カナロコ by 神奈川新聞 10/17(月) 7:03配信

 介護と子育てが同時進行する「ダブルケア」に直面した人の支援を考えるシンポジウムが16日、横浜市中区の横浜YWCAで開かれ、研究者らの報告や、参加者によるグループ討論が行われた。同市内を中心に、子育て支援や青少年自立支援などの活動を行うNPO法人シャーロックホームズ(東恵子理事長)の主催で、問題に関心がある市民ら約50人が参加した。

 「ダブルケア」は結婚・出産年齢の上昇と、少子・高齢化などが背景にあり、日本や韓国など東アジアで増加している。昨年11月から両国の研究者や市民がプロジェクトチームを組み、現状認識や支援方法などについて模索してきた。

 前半はチームメンバーの7人が韓国や日本での活動を報告。このうち韓国・仁川大学の宋(ソン)多永(ダヨン)教授は同国のダブルケアの現状を「問題を抱える家族がいる一方、まだ社会的な重要課題として認識されていない」と指摘、「家族だけでなく、地域や国が支援するシステムが必要」と訴えた。

 日本からは「ダブルケア」という言葉を生み出した、英国ブリストル大の山下順子講師と横浜国立大の相馬直子准教授が登壇。

 山下講師は「ダブルケアの調査を進めるうち、子育てと介護の枠組みを超え、障害児と親の介護や、自分の精神的ケアと子育て・介護などの『複合的なケア関係』が存在することが分かった」と語った。
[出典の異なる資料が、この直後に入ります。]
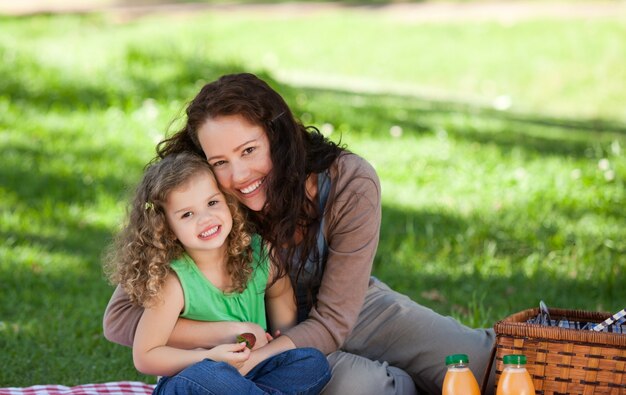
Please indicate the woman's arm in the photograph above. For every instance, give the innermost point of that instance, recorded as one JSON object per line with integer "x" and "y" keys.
{"x": 152, "y": 355}
{"x": 280, "y": 302}
{"x": 122, "y": 317}
{"x": 353, "y": 215}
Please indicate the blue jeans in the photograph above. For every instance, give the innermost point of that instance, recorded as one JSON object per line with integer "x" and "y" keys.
{"x": 297, "y": 371}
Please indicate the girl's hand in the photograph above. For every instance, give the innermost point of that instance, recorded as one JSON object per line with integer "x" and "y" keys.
{"x": 235, "y": 354}
{"x": 270, "y": 337}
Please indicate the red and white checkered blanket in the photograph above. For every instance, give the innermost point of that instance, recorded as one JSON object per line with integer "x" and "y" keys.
{"x": 112, "y": 388}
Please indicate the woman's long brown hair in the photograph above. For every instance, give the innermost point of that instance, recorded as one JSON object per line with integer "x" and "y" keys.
{"x": 296, "y": 152}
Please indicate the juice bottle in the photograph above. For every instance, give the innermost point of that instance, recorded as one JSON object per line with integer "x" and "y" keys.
{"x": 459, "y": 378}
{"x": 515, "y": 379}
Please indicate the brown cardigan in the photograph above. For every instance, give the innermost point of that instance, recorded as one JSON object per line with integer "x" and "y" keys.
{"x": 353, "y": 216}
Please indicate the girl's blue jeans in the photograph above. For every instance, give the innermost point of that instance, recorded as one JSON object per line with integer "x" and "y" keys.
{"x": 297, "y": 371}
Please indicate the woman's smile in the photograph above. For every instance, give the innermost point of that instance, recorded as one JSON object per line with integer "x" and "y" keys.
{"x": 239, "y": 154}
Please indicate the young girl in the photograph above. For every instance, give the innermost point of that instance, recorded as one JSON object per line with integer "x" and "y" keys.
{"x": 319, "y": 207}
{"x": 184, "y": 254}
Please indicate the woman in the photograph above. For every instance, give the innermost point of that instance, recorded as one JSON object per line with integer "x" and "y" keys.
{"x": 318, "y": 207}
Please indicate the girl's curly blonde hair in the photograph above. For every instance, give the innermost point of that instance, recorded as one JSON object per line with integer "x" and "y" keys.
{"x": 140, "y": 256}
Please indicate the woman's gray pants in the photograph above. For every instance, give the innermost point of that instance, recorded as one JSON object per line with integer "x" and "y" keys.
{"x": 399, "y": 347}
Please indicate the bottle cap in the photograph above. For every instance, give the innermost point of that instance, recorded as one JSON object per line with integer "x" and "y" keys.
{"x": 456, "y": 358}
{"x": 514, "y": 359}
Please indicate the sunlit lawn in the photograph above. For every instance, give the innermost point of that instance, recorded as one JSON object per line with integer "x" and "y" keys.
{"x": 486, "y": 211}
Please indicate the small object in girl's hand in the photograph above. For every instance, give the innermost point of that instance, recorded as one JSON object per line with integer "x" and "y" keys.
{"x": 247, "y": 337}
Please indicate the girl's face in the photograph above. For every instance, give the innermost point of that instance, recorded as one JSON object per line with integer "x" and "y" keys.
{"x": 239, "y": 153}
{"x": 198, "y": 214}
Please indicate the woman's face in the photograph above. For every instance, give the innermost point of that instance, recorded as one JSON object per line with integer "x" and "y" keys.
{"x": 239, "y": 153}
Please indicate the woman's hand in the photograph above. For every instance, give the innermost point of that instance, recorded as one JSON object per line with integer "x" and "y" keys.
{"x": 269, "y": 337}
{"x": 235, "y": 354}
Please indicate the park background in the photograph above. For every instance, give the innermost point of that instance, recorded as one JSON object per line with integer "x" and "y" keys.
{"x": 498, "y": 131}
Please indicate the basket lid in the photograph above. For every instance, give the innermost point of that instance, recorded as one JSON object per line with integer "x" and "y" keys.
{"x": 514, "y": 359}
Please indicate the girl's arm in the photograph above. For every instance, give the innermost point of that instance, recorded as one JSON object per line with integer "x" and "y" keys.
{"x": 280, "y": 302}
{"x": 153, "y": 356}
{"x": 121, "y": 318}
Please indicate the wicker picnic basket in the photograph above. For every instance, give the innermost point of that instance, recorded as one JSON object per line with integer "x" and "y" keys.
{"x": 564, "y": 361}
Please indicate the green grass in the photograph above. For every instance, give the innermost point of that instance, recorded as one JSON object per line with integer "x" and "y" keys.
{"x": 485, "y": 212}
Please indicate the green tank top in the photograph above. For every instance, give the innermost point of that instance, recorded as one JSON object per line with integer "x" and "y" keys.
{"x": 206, "y": 302}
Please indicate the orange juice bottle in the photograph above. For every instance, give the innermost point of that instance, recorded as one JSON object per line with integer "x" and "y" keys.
{"x": 459, "y": 380}
{"x": 515, "y": 379}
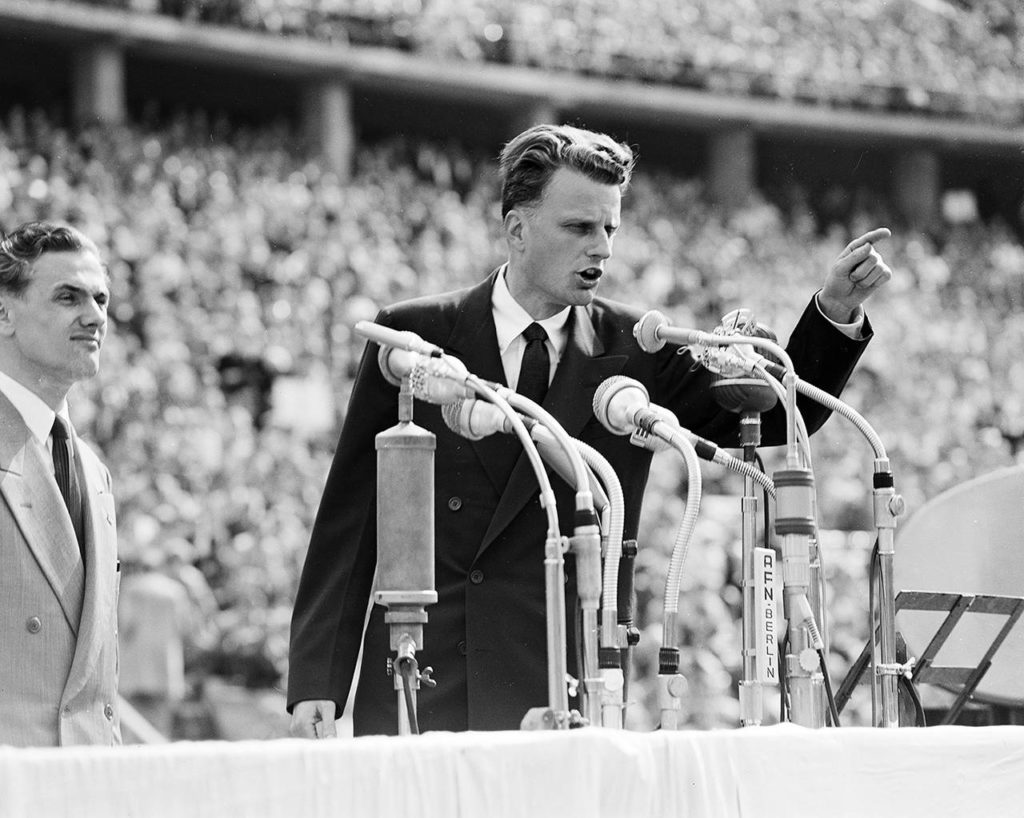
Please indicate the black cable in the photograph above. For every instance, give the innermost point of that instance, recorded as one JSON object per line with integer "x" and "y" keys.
{"x": 921, "y": 720}
{"x": 783, "y": 690}
{"x": 581, "y": 656}
{"x": 875, "y": 573}
{"x": 407, "y": 666}
{"x": 833, "y": 711}
{"x": 764, "y": 503}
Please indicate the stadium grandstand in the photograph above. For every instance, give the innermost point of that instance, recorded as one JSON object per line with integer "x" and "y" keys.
{"x": 261, "y": 174}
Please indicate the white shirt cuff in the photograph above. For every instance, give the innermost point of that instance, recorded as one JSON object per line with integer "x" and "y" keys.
{"x": 852, "y": 330}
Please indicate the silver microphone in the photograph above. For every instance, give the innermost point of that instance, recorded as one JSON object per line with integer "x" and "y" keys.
{"x": 400, "y": 339}
{"x": 474, "y": 419}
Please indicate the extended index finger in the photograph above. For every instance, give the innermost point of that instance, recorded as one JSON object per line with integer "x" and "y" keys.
{"x": 868, "y": 238}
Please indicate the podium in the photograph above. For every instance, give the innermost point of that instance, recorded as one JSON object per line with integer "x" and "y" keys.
{"x": 957, "y": 560}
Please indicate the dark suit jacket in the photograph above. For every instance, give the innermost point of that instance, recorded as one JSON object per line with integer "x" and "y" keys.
{"x": 58, "y": 640}
{"x": 485, "y": 637}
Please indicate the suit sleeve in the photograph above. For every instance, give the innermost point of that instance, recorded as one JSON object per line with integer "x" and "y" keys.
{"x": 336, "y": 580}
{"x": 821, "y": 354}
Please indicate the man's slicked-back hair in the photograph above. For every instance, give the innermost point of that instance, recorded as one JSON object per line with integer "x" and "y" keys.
{"x": 23, "y": 247}
{"x": 528, "y": 161}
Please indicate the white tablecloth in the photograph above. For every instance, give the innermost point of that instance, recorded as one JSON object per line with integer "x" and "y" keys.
{"x": 771, "y": 771}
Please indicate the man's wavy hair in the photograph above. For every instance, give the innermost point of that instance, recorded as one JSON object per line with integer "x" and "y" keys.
{"x": 528, "y": 161}
{"x": 23, "y": 247}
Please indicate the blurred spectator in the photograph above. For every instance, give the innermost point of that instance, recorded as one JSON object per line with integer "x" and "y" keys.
{"x": 958, "y": 58}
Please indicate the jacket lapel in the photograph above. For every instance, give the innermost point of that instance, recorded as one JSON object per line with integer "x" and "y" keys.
{"x": 35, "y": 502}
{"x": 581, "y": 370}
{"x": 474, "y": 342}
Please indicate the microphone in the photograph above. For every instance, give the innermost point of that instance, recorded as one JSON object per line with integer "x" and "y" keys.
{"x": 623, "y": 406}
{"x": 474, "y": 419}
{"x": 653, "y": 331}
{"x": 735, "y": 389}
{"x": 399, "y": 339}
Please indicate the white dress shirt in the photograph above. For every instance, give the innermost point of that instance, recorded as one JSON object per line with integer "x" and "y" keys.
{"x": 37, "y": 416}
{"x": 511, "y": 319}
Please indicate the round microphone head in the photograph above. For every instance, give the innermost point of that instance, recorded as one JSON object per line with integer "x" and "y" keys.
{"x": 456, "y": 416}
{"x": 604, "y": 395}
{"x": 394, "y": 363}
{"x": 645, "y": 331}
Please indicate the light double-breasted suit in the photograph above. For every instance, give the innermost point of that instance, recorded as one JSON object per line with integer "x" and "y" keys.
{"x": 485, "y": 637}
{"x": 58, "y": 652}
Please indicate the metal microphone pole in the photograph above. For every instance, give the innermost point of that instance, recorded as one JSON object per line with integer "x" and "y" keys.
{"x": 557, "y": 715}
{"x": 406, "y": 548}
{"x": 750, "y": 397}
{"x": 887, "y": 507}
{"x": 586, "y": 547}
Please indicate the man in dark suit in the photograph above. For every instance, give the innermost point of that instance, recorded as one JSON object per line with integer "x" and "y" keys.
{"x": 485, "y": 638}
{"x": 58, "y": 564}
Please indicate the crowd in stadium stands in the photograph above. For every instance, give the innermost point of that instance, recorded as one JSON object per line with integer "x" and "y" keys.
{"x": 952, "y": 56}
{"x": 239, "y": 268}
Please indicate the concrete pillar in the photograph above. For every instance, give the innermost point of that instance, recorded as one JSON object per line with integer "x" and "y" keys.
{"x": 918, "y": 186}
{"x": 539, "y": 114}
{"x": 98, "y": 84}
{"x": 329, "y": 125}
{"x": 731, "y": 171}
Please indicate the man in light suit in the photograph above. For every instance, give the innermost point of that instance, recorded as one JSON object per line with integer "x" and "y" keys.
{"x": 485, "y": 637}
{"x": 58, "y": 563}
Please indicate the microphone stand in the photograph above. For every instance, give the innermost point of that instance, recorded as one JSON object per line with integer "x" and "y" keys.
{"x": 613, "y": 637}
{"x": 887, "y": 506}
{"x": 557, "y": 715}
{"x": 750, "y": 397}
{"x": 672, "y": 684}
{"x": 406, "y": 468}
{"x": 586, "y": 546}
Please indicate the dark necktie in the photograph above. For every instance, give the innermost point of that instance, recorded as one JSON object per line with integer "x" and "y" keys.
{"x": 67, "y": 476}
{"x": 536, "y": 364}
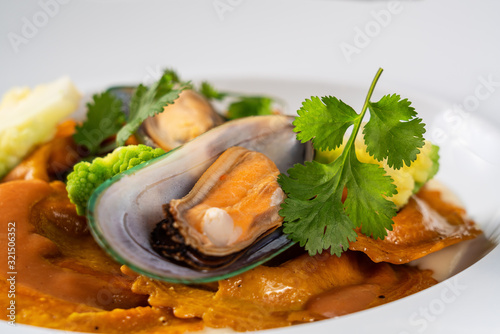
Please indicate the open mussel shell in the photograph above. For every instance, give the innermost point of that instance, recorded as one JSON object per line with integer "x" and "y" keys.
{"x": 125, "y": 210}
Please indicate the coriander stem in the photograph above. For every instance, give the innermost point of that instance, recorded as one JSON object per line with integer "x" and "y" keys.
{"x": 357, "y": 125}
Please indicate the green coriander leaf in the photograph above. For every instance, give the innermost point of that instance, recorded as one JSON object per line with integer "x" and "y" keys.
{"x": 104, "y": 119}
{"x": 314, "y": 212}
{"x": 250, "y": 106}
{"x": 310, "y": 217}
{"x": 148, "y": 102}
{"x": 393, "y": 131}
{"x": 324, "y": 121}
{"x": 210, "y": 92}
{"x": 365, "y": 204}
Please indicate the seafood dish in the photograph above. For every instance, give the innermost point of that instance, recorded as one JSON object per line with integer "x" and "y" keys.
{"x": 175, "y": 208}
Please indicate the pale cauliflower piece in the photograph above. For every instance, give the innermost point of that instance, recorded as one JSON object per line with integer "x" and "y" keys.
{"x": 407, "y": 179}
{"x": 29, "y": 118}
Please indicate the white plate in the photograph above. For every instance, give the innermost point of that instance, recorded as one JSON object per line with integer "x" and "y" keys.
{"x": 294, "y": 47}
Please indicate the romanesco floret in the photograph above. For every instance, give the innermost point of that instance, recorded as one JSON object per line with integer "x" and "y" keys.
{"x": 86, "y": 176}
{"x": 408, "y": 179}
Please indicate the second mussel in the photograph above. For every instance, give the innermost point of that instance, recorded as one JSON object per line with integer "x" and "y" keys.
{"x": 125, "y": 211}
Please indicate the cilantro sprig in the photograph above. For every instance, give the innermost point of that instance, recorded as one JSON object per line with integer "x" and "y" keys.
{"x": 149, "y": 101}
{"x": 242, "y": 105}
{"x": 317, "y": 212}
{"x": 105, "y": 117}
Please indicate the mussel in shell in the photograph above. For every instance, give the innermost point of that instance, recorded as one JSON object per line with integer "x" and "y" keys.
{"x": 125, "y": 210}
{"x": 235, "y": 202}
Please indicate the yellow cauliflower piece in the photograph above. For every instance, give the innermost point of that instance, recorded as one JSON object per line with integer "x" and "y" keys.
{"x": 407, "y": 179}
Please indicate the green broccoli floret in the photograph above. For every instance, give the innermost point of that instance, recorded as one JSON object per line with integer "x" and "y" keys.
{"x": 86, "y": 176}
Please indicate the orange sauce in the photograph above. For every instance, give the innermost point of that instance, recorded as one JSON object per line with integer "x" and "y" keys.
{"x": 64, "y": 280}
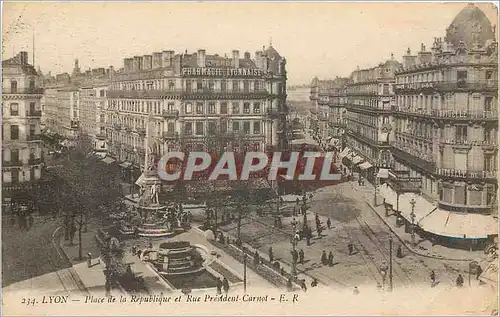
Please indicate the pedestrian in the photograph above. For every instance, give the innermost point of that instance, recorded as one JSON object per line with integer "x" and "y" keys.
{"x": 399, "y": 252}
{"x": 460, "y": 280}
{"x": 355, "y": 291}
{"x": 350, "y": 246}
{"x": 225, "y": 285}
{"x": 433, "y": 277}
{"x": 314, "y": 283}
{"x": 324, "y": 259}
{"x": 219, "y": 286}
{"x": 479, "y": 271}
{"x": 301, "y": 256}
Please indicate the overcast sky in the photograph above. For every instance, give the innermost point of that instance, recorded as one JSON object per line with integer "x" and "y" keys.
{"x": 318, "y": 39}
また、相馬准教授は地域や国の動向を紹介し、「ダブルケアの責任や負担を家族が抱え込まず、社会全体で支える視点や具体的手法が必要」と参加者に投げ掛けた。

 後半は「多様なダブルケアへの多様な支援を可能にする方法」をテーマに、参加者らがグループ討論を行った。討論の内容は後日、同法人のウェブサイトなどで発表される予定。